The first thing I want to say is that I'm not an expert on climate change. I suspect that many of the protesters on the streets of London this Easter Weekend know a lot more about it than me. At the point where climate change activists are gluing themselves to trains, you have to admire their determination to get the attention of the media.
They certainly did that. And it left us sympathising on the one hand with the holidaymakers whose plans were disrupted, and, on the other, wondering how the planet can possibly survive in a habitable form while governments essentially do nothing about it, if not actively promoting planet-poisoning activities.
Only recently the BBC changed its policy of "balance" between suppliers of climate change facts and, well, purveyors of unscientific drivel. The broadcaster has decided that climate change is now proven. You can't have an opinion about a fact. So there's no need for balance, because it's meaningless in the face of established, justified and proven knowledge.
So by now, you've probably worked out that I think man made climate change is a thing. It will only cease to be a fact either when decisive action averts it, or when radical new scientific evidence shows that either the climate isn't changing, or that some factor other than human activity is causing it. (That's how science works, and it's what distinguishes scientific statements from dogma).
Not all ecology is about climate change. Giant turtles being strangled by plastic beer can ties would still happen without rising global temperatures. But the energy used to make that plastic (and to fabricate the beer cans and transport them across the world) still probably came from burning fossil fuels, which release carbon dioxide, and which therefore contribute to global warming.
I think most people are aware of climate change. Very few are indifferent to it. But as an individual, it's very hard to know what to do about it.
Buy less, use less
One thing we can do is buy less and use less. But when technology is changing so fast, that seems like an impossibility. And it would be disastrous for manufacturers. Until we live in a society that doesn't need money, and where we work only to improve ourselves and the lives of others, we're going to need manufacturers. It won't help them if we stop buying their products.
So, it might be that they have to help themselves.

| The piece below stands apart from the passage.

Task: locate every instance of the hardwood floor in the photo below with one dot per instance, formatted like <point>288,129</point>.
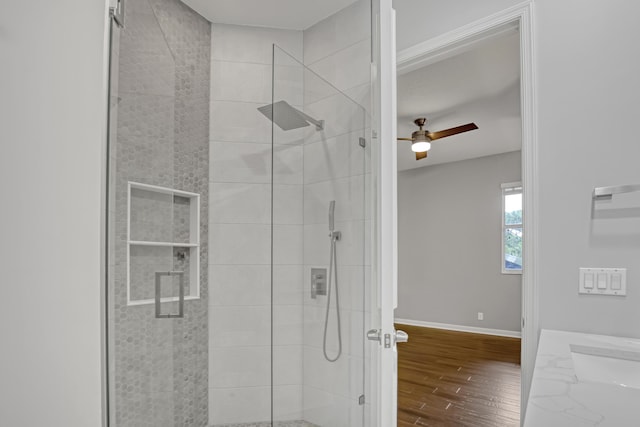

Here's how they can do it. Let's take camera makers as an example that we can all relate to, but this doesn't apply only to them.
My theory is that manufacturers should make more expensive cameras. This is not to deter us from buying them: quite the opposite. It's to make them more upgradable.
There's not much new about the idea of upgradability. I remember going to the launch of a computer brand - decades ago - that was designed to be completely upgradable. Rather rashly, the company claimed you'd never need another computer. For the early 1990s, that was certainly bold. With a certain inevitability, the company folded shortly afterwards. Some hardware is intrinsically upgradable, but, ultimately, almost the sole holder of this crown is the nineteen inch rack.
(I'm being a bit harsh here. There are many other examples, but the point is that technologies usually quickly outgrow frameworks designed to encapsulate them).
But software is immensely upgradable, especially if it has the space to grow.
So, here's what I'm thinking.
If we had cameras with upgradable software at their core, then they can be improved, even after you've bought them.
And indeed many of today's cameras do have some kind of upgradability. Especially the ones that have FPGAs at their centre. These chips - Field Programmable Gate Arrays - are immensely powerful and fast arrays of logic gates that can be configured at boot-up into bespoke processing units. Imagine a software algorithm that's able to run on hardware that's designed ONLY to run that specific code. FPGAs are like this, but they're reconfigurable too.
It seems too good to be true. But these adaptable chips are at the heart of most professional equipment. They allow extra features and more refined processing to be added significantly after the product has been sold. They extend the lifespan of a product by years. At least one device, the Odyssey recorder/monitor from Convergent Design, has stayed current for six years - with almost continuous upgrades. It's now an almost completely different device. And this was only possible because it had a forward-looking specification (including an OLED screen) with an over specified FPGA. It also had the internal bandwidth to deal with multiple video streams.
This kind of over capacity is a very good thing in the face of climate change. It keeps the current hardware useful for a long time, and yet leaves the customer happy, because it just keeps getting better. It also means that manufacturers can spend more time on developing radically new technology, instead of dealing with the burden of having to release a new physical product every year.
This, I think, could be the paradigm for cameras and imaging technology in the future, especially as computational optics continue to get better.
You'd have to pay more, but if the cost could be spread, there would be massive advantages. Foremost of which is that you don't have to throw away your kit every time there's an advance in processing. What's more, you won't have to learn completely new menus.
And don't forget that manufacturers can charge for big upgrades. Why shouldn't they? And that will finance their next products, which themselves will last years longer.
Ultimately, I hope that this way of thinking about products will spread to consumer goods like smartphones. We're surely past the point where - except for professional purposes - smartphones are good enough. They have high resolution screens, processors as fast as most laptops, enough bandwidth to stream movies, and they work pretty well as telephones too. If we paid more for software upgradability, maybe we could keep them for five or six years instead of one or two. Maybe smartphone manufacturers should devote some of their R&D budgets towards making a battery last for seven years.
There's much more to this than I can cover in this article. But just think about it. Does this sound like a good approach to you?